When local population growth was added to the global expansion model, negative Tajima’s D values are obtained for both local and scattered sampling schemes under low migration and not only under the scattered sampling strategy (Figure 6A). Thus, if there is within-deme expansion, it can be detected by within-deme sampling, but this local expansion signal becomes obscured with pooled sampling. Conversely, this within-deme local sampling is not sufficient to detect global expansion if local samples are experiencing bottlenecking as a result of subdivision, as is the case in the Städler et al. (2009) expansion model. Importantly, this only holds for strongly subdivided populations, as the three sampling schemes lead to similar values of Tajima’s D at intermediate and high migration rates (above 4Nm = 5 or 10).

When a simple hierarchical structure is added to the model, the scattered and pooled sampling strategies lead to similar and positive values of Tajima’s D, whereas for low migration rates, the local sampling strategy leads to values close to zero (Figure 6B). For higher levels of migration (4Nm > 2), again the three sampling strategies give similar results. Thus, at high or intermediate levels of migration, the estimation of Tajima’s D is not largely affected by the sampling strategy if there is either expansion within subpopulations or a hierarchical structure.

Discussion

In the present study, we evaluated the impact of different sampling strategies on summary statistics of the site frequency spectrum and on ABC analyses in two related species with different mating systems and demographic histories. C. rubella is a young species that experienced a severe bottleneck when it derived from C. grandiflora (Foxe et al. 2009; Guo et al. 2009; St. Onge et al. 2011), and it is geographically structured (St. Onge et al. 2011). In contrast, C. grandiflora experienced some limited population growth but showed no evidence of bottleneck (St. Onge et al. 2011). Its population genetic structure is clear, but the amount of population subdivision is low. The two species should therefore constitute a good empirical ground to test the relevance of the results presented by Städler et al. (2009), who showed that pooled sampling yielded values of the summary statistics that are intermediate between those of the local and scattered sampling schemes. Our interest was also in the possibility that, rather than simply viewing sampling as an “artifact,” looking at the effects of different sampling schemes on polymorphism patterns may actually provide important insights into demographic history. We reached two main conclusions. First, the trends across the three sampling schemes in our results fit quite well with the predictions of Städler et al. (2009). Second, the effect of the sampling schemes on the summary statistics, and the conclusions drawn from them, seem limited in the range of population structure and demographic history encompassed by the two species studied here, even though the expected trends in summary statistics over sampling schemes are clear. Below we discuss both aspects, and in the last section, we attempt to give some general conclusions.

The overall trend observed in this dataset is that diversity increases from local to pooled to scattered sampling (Figure 2), even though the sample size remains the same.
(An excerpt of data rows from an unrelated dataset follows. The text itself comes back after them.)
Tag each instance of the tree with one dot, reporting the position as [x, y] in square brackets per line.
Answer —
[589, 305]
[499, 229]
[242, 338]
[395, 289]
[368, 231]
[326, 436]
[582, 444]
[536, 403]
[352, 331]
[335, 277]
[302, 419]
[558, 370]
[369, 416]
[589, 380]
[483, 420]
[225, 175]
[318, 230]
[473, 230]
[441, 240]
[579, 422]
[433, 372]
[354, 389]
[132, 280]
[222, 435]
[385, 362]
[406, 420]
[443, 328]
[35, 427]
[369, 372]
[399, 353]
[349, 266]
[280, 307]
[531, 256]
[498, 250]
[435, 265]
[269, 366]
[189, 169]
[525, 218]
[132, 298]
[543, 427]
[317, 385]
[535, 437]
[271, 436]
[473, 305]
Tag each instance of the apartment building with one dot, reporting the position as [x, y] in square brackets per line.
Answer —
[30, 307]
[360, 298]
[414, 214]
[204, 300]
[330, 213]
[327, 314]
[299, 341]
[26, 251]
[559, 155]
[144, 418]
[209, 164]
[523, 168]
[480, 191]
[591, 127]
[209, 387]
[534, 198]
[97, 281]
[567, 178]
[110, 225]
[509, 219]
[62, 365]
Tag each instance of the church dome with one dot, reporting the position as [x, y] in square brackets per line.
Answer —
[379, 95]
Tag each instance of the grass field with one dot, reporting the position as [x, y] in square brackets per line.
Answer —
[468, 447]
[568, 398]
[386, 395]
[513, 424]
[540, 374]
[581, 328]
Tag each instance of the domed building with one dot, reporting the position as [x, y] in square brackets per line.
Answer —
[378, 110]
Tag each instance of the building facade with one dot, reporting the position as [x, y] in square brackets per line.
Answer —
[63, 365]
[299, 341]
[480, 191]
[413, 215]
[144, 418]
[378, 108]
That the sampling of more subpopulations results in the identification of more polymorphisms and larger differences among sequences is, of course, not surprising. Per definition, population structure implies that individuals within a subpopulation are more similar to each other than to individuals in other subpopulations. This trend of increasing variation with the number of subpopulations sampled is also expected to be stronger in selfing than in outcrossing species as, at equilibrium, population structure is expected to be more pronounced in the former than in the latter and a larger part of the variation is therefore due to population differences. In concordance with this, we observe a stronger increase in diversity (S, θW, π) in C. rubella than in C. grandiflora (Figure 2). Both theoretical and empirical studies indicate that more singletons or rare alleles should be present in samples from many populations than from few (Ptak and Przeworski 2002; De and Durrett 2007). However, we did not observe a significant pattern in this direction for C. rubella, even though there is a significant trend in the other diversity statistics (Figure 2). This could perhaps be explained by the very low number of singletons in this species and a fairly large variance due to the severity of the population bottleneck.

Population structure and bottleneck explain Tajima’s D in C. rubella

Simulations showed that a simple model with divergence among subpopulations can explain at least part of the deviation from expectations under the standard neutral model observed in Tajima’s D in C. rubella. So, is the inference of a population bottleneck in C. rubella incorrect? It is quite clear from other evidence that this is not the case. Three studies that used different population genetic approaches and sampling strategies, all concluded that C. rubella has gone through a bottleneck (Foxe et al. 2009; Guo et al. 2009; St. Onge et al. 2011). However, they all used variations on the pooled sampling strategy and theoretical studies suggest that the best way to avoid, or at least minimize, the problem of sampling in a structured population is to use only a single sample from each population (Städler et al. 2009; Chikhi et al. 2010). We see in Figure 3 that even with the scattered sampling Tajima’s D is different from zero. In addition, the ABC analysis with different sampling strategies led to the same conclusion strongly suggesting that the deviation from the standard neutral model is not only due to population structure.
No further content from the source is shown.